Programmed translational bypassing is a process whereby ribosomes 'ignore' a
substantial interval of mRNA sequence. Although discovered 25 y ago, the only
experimentally confirmed example of this puzzling phenomenon is expression of the
bacteriophage T4 gene 60. Bypassing requires translational blockage at a 'takeoff
codon' immediately upstream of a stop codon followed by a hairpin, which causes
peptidyl-tRNA dissociation and reassociation with a matching 'landing triplet' 50
nt downstream, where translation resumes.
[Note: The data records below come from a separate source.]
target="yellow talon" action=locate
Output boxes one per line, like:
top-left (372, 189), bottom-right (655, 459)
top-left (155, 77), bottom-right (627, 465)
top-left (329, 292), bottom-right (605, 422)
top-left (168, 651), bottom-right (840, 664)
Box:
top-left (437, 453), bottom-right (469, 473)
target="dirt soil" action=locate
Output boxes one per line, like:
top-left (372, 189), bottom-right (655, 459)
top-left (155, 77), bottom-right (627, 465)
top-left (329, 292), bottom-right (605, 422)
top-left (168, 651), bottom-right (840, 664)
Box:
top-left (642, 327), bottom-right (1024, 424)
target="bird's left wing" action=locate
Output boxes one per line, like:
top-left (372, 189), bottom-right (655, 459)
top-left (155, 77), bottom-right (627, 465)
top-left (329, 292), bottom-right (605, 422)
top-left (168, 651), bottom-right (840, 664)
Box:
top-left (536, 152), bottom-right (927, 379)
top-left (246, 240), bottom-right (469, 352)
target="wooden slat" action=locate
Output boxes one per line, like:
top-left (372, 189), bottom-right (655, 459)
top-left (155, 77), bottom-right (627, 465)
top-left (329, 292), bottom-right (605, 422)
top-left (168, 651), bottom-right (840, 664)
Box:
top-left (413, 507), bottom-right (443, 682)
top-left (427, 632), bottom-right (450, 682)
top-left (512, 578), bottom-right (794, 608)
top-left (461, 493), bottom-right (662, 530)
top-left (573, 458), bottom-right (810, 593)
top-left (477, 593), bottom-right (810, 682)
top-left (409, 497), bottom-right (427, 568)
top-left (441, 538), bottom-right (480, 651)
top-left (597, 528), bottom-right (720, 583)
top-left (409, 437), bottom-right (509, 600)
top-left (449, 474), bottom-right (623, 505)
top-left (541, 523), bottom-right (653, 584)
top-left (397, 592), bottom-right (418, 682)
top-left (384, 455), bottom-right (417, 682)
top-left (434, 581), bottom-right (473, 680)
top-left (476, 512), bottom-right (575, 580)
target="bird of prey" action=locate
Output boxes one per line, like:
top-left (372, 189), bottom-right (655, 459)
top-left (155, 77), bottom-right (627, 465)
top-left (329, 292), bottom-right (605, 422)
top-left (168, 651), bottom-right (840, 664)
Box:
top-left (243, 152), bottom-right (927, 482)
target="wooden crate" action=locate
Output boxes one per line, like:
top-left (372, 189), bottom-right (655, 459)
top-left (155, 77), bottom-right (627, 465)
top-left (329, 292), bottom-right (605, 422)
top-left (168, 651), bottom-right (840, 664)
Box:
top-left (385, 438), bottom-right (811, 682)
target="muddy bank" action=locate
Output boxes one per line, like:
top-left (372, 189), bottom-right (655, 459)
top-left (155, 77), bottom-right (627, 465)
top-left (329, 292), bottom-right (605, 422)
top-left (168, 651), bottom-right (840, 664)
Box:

Here, we report 81 translational
bypassing elements (byps) in mitochondria of the yeast Magnusiomyces capitatus
and demonstrate in three cases, by transcript analysis and proteomics, that byps 
are retained in mitochondrial mRNAs but not translated. Although mitochondrial
byps resemble the bypass sequence in the T4 gene 60, they utilize unused codons
instead of stops for translational blockage and have relaxed matching rules for
takeoff/landing sites. We detected byp-like sequences also in mtDNAs of several
Saccharomycetales, indicating that byps are mobile genetic elements. These
byp-like sequences lack bypassing activity and are tolerated when inserted
in-frame in variable protein regions. We hypothesize that byp-like elements have 
the potential to contribute to evolutionary diversification of proteins by adding
new domains that allow exploration of new structures and functions.